I have recently discovered that The Hannah Arendt Center For Politics And Humanities at Bard College has a regular blog. Now I subscribe. You can, too.

On June 11, 2012, the Arendt blog entry was titled "The Alternative To Forgiveness," which Arendt has identified as "punishment."

In The Human Condition, Arendt positions punishment as an alternative to forgiveness ... All actions, Arendt argues, are necessarily unpredictable and irreversible. We cannot know with certainty what will happen as a result of our actions, nor can we undo them. These two uncomfortable facts about action might otherwise paralyze us from doing anything, but thankfully we have the ability to make promises about the uncertain future and to both seek and grant forgiveness, absolving past harms. Were it not for these faculties we would be unable to reconcile our own finite existence with the fundamental plurality of the human condition. Without forgiveness in particular, we would be forever "confined to one single deed from which we could never recover; we would remain the victims of its consequences forever, not unlike the sorcerer's apprentice who lacked the magic formula to break the spell."

Forgiveness can resolve the fact of irreversibility because, Arendt succinctly notes, it is able to put "an end to something that without interference could go on endlessly."
This observation essentially claims that forgiveness is "revolutionary" (in the way that Arendt consistently uses the term), because forgiveness can allow a whole new story to begin. Without forgiveness, the stories we tell ourselves, and the stories we tell our children, will be nothing but the cyclical repetitions of the stories of all the insults and injuries that we have suffered in the past, however clothed those stories may be in new designs.

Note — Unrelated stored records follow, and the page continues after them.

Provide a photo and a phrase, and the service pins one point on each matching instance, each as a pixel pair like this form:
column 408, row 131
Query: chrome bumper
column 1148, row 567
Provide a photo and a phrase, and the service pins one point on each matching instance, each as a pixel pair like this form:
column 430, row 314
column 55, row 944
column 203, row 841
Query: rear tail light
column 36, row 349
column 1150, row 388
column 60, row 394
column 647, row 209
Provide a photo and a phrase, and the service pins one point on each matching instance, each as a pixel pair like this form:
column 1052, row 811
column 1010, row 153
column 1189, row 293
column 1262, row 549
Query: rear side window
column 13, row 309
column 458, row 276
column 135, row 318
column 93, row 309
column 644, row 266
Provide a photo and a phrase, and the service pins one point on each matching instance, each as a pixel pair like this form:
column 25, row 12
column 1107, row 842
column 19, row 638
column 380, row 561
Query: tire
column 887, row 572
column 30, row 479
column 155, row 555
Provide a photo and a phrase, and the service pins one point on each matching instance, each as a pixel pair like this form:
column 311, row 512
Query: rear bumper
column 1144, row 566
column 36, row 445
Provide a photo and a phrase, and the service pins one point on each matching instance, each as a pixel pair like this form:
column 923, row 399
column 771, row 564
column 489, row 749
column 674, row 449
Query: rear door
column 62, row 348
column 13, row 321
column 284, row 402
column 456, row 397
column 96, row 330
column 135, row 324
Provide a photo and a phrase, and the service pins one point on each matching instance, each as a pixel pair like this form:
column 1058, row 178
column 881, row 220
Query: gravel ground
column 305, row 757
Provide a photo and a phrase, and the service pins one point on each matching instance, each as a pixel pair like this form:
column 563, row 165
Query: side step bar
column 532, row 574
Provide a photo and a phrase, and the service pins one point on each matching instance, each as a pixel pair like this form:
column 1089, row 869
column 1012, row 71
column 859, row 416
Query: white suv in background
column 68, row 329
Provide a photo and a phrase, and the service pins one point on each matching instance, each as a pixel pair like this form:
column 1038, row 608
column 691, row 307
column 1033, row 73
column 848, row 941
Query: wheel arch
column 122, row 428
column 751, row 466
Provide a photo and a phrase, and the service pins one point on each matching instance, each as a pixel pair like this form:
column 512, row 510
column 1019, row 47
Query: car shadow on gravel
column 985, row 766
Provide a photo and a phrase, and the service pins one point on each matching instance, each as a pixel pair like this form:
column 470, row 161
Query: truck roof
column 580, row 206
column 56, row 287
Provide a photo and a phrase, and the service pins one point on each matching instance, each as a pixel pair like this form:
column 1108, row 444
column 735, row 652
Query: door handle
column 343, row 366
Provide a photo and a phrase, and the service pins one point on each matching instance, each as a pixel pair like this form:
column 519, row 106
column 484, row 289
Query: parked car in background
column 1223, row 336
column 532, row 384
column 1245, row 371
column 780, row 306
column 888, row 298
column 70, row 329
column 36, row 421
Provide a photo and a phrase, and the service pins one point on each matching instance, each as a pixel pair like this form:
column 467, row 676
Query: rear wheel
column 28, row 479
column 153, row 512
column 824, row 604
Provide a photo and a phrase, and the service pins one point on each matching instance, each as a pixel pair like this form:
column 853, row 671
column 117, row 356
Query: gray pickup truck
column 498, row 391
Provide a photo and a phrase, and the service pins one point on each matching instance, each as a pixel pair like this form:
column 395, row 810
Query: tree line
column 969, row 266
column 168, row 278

Unless we can free ourselves through forgiveness, our present existence is constrained and confined in the warp and woof of our own past actions, and of the past actions that have done us harm. It is only forgiveness - and forgiveness to the point of forgetting - that will allow us to escape that woven constraint of wrongs done and suffered, and that will permit us to move ahead, in new directions, and to make a new path.